# Engine Ticking Sound On Startup



## Richrt (Sep 1, 2021)

Hey Everybody. Well I now have another issue with my 2009 X5 BMW e70. It just started making a pretty loud ticking sound on startup. The ambient temperature here is colder now that summer is over so I just figured is was thick oil not lubricating properly. The ticking sound pretty much goes away after the engine warms up but the initial startup ticking is getting louder. As you know there's not a way to manually check the oil level so has anyone ever had this happen?


----------



## Doug Huffman (Apr 25, 2015)

Can’t get much thinner than the proper oil, at the moment 0W. What was the previous issue? What is the indictated iDrive oil level? If you have any doubts of proper lubrication, it’s probably a good idea not to run the engine until sure.


----------



## Richrt (Sep 1, 2021)

Doug Huffman said:


> Can’t get much thinner than the proper oil, at the moment 0W. What was the previous issue? What is the indictated iDrive oil level? If you have any doubts of proper lubrication, it’s probably a good idea not to run the engine until sure.


Other issue was not related to this one. IDrive oil indicated all is well.


----------



## andrewwynn (Jul 8, 2015)

How long does the tick last? 

My M54 ticks on cold start always. 

It takes about six seconds to fill the lifters/followers and the ticks stop. 

If I let the oil get low, the ticks will last twice as long, also cold ambient will extend the time. 

Lifter tick at start is harmless from my understanding. 

Take a recording so we can listen and compare.


----------



## andrewwynn (Jul 8, 2015)

I find that the idrive shows correctly the oil level.
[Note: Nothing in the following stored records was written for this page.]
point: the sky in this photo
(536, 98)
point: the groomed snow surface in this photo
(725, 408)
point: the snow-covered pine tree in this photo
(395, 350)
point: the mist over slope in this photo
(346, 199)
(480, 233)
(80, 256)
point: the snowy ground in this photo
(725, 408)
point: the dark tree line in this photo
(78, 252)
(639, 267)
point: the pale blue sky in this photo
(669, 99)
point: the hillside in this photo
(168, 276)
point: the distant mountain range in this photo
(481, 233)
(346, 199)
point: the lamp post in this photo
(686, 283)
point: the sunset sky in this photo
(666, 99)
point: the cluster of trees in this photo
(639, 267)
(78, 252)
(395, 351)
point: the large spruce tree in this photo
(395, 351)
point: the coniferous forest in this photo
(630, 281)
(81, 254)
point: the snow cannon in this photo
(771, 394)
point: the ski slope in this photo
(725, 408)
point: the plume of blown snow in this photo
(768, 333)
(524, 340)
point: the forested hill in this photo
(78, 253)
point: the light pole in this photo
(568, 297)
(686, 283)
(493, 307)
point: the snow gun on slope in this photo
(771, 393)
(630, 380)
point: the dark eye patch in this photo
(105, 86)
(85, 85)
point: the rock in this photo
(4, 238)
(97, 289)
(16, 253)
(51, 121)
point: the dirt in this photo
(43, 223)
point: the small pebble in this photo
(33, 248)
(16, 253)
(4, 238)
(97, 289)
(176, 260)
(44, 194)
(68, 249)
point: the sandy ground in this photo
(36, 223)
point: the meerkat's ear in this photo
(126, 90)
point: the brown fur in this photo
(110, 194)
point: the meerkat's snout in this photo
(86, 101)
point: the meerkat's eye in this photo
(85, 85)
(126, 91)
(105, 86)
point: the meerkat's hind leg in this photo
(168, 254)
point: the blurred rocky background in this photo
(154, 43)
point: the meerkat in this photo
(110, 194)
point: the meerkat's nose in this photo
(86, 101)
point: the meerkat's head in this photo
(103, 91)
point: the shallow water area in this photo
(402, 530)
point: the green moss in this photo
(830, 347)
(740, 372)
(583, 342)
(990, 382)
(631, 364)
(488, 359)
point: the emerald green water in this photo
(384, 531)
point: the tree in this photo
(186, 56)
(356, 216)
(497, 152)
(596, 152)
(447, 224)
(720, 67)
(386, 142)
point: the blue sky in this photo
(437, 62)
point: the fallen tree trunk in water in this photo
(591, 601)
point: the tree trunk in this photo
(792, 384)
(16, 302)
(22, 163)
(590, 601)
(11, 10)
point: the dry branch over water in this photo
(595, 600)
I can read the mm level with my foxwell scanner as well. 


Sent from my iPhone using Tapatalk Pro


----------



## Richrt (Sep 1, 2021)

After reading various posts to this issue, I've noticed one common thread to every one of them. It is the ambient temperature being cold which as we all know will thicken the oil. So with that in mind I went back to my oil change records and found that the oil that was put in was a 10w30 and not the 0w. Next step is to change the oil to what is recommended and hopefully that's the cure. Thanks to all who responded and Happy Turkey Day! Stay well.


----------